Seven or more hours’ sleep a night boosts the benefits to the heart of a healthy lifestyle, research suggests.
According to a large study, traditional advice on exercise, diet, drinking and smoking reduced deaths from heart disease or stroke, but even more lives were saved by also having enough sleep.
Advice on getting enough sleep could have a substantial impact on public health, say European researchers.
In theory, many heart and stroke deaths could be prevented or postponed.
A team in the Netherlands tracked heart disease and strokes in more than 14,000 men and women for more than a decade.
By the end of the study, about 600 individuals had suffered heart disease or stroke, and 129 died.
The study found that deaths were less likely in people who followed all four positive lifestyle recommendations – taking exercise, eating a healthy diet, drinking alcohol in moderation, and not smoking.
Observing all four behaviours was associated with a 57% lower risk of cardiovascular disease and a 67% lower risk of dying from stroke or heart disease, they say.
But when sufficient sleep – seven or more hours a night – was added to the other four lifestyle factors, the beneficial effect was amplified – resulting in a 65% lower risk of cardiovascular disease and an 83% lower risk of death from cardiovascular disease.
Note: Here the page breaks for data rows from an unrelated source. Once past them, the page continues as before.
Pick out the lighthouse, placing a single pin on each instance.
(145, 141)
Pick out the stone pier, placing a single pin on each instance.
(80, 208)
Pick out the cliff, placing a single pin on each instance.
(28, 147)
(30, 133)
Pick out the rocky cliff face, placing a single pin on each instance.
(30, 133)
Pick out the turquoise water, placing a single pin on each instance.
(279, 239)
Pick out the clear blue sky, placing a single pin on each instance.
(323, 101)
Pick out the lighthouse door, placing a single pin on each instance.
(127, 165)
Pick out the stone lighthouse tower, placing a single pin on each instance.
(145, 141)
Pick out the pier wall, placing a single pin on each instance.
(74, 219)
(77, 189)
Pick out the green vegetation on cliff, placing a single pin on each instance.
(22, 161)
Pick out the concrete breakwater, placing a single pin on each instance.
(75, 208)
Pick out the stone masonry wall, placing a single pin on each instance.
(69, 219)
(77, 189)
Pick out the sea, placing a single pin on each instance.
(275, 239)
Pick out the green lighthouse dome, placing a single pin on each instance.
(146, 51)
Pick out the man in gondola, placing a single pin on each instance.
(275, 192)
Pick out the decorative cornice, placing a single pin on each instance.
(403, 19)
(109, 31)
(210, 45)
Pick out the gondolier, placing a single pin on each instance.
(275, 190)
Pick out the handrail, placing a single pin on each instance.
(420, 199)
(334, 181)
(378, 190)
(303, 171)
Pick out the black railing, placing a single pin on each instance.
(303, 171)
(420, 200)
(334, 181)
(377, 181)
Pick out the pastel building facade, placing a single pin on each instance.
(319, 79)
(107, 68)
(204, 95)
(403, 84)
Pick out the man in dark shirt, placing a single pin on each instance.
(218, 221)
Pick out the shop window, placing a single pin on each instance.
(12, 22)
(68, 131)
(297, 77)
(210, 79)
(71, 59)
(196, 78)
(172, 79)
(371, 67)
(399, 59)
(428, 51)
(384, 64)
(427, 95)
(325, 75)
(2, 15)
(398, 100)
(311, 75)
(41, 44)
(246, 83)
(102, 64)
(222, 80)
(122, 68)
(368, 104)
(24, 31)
The researchers say other studies have shown a link between poor sleep and cardiovascular disease, but this is the first to look at whether sleep – added to the other four healthy lifestyle recommendations – can further reduce risk.
“If all participants adhered to all five healthy lifestyle factors, 36% of composite cardiovascular disease [heart disease or stroke] and 57% of fatal cardiovascular disease could theoretically be prevented or postponed,” say the researchers, from the National Institute for Public Health and the Environment, Bilthoven, and Wageningen University.
“The public health impact of sufficient sleep duration, in addition to the traditional healthy lifestyle factors, could be substantial.”
Commenting on the work, published in the European Journal of Preventive Cardiology, Prof Grethe S Tell, of the University of Bergen, Norway, said the benefits of sleep should be considered by public health experts and parents alike.
“The main message of the study is that we need to consider sleep as an important factor for health,” she told BBC News.
“From a public health point of view we should encourage people to get enough sleep and like all other healthy lifestyle factors this needs to be taught at home.”